Rebutting Key Falsehoods of the ‘1619 Project’

  • Contrary to the flagrantly ahistorical claims of the Project, the War of Independence was a key reason slavery was eventually abolished. The colonists, in an effort to thwart Lord Dunmore’s Proclamation, armed slaves with the promise of freedom if they fought the British, resulting in thousands of freed slaves by the war’s end.
  • By 1804, every northern state had already abolished or set in motion the abolition of the practice of slavery in keeping with the Declaration’s fundamental creed.
  • The argument that American capitalism is “rooted in slavery” ironically stems from Confederate “King Cotton” propaganda. Furthermore, there is a longstanding negative correlation between the existence of slavery and income level, meaning capitalism is historically a strong anti-slavery mechanism. 
  • In 1854, leading proslavery proponent George Fitzhugh argued the precise opposite of what the Project asserts, stating plainly that supporters of free-market capitalism are “at war with all kinds of slavery, for they in fact assert that individuals and peoples prosper most when governed least.” 

Conclusion
The American idea is predicated on the fundamental belief that all men are created equal and endowed by their Creator with unalienable rights to life, liberty, and the pursuit of happiness. This revolutionary concept has long served as a bulwark against radicalism, staving off the allure and efficacy of radical ideologies for over two centuries. 

The 1619 Project’s mission is to erase the American founding, rewrite history, and eliminate the foundational structures preventing radical revolution from taking place.

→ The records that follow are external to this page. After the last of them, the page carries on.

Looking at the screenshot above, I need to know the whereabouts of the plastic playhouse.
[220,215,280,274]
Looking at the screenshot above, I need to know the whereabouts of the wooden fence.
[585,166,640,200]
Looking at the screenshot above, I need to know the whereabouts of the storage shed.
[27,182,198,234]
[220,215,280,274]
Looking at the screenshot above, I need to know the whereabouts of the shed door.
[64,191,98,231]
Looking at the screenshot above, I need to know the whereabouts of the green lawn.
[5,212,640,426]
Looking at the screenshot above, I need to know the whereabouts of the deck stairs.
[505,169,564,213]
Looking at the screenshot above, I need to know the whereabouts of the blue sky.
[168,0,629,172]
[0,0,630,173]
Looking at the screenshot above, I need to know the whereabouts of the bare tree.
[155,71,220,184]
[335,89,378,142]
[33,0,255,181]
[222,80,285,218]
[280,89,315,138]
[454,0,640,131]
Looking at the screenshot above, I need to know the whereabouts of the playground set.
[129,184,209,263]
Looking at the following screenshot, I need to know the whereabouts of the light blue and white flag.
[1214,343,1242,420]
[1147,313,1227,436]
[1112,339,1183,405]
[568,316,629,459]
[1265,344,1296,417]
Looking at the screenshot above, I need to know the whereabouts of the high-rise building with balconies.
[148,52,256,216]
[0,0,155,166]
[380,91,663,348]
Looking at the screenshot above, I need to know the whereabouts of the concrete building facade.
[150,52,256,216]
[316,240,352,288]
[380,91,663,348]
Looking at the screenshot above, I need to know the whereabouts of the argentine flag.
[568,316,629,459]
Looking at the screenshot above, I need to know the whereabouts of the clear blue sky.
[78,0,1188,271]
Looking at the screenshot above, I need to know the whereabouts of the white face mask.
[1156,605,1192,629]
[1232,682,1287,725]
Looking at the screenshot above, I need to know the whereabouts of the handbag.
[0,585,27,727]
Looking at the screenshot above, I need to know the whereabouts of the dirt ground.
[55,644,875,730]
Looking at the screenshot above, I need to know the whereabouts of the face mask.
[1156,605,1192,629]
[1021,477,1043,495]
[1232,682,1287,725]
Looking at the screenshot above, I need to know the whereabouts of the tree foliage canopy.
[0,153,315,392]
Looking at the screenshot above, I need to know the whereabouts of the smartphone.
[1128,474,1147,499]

Efforts to mainstream the 1619 Project’s ahistorical assertions into the classroom are critical for advancing Marxist-inspired CRT into American institutions. 

Historians have thus far eviscerated the Project for its myriad inaccuracies, including Sean Wilentz at Princeton who argued in The Atlantic that the Project fails in three critical areas: 1) the American Revolution (specifically regarding the abjectly false claim that the War of Independence was fought to preserve slavery), 2) the Civil War (specifically diminishing Lincoln’s support for ending slavery), and 3) the history of Jim Crow (specifically the claim that for the most part black Americans resisted Jim Crow alone).

Wilentz was so concerned that he led a letter–signed by four other prominent historians–that objected to the Project’s elevation of narrative over historical facts and called for corrections, specifically stating that the Project shows “a displacement of historical understanding by ideology.” 

These concerns have since been further emphasized by analysis of the Project’s overall poor quality of research, specifically coming from economic historian Phillip Magness, who dissected the litany of falsehoods and inaccuracies regarding the Project’s flimsy understanding of the history of slavery, free market economics, and its empirically inaccurate assertion of slavery as integral to the promotion of free-market capitalism in America.

Boldly refuting the myths and falsehoods of the 1619 Project is a critical element in stopping cultural Marxism in its tracks. A renewal of America cannot take place if falsehoods, lies, and radical narratives are allowed to supplant the truth of the greatness of the American idea and our founding principles.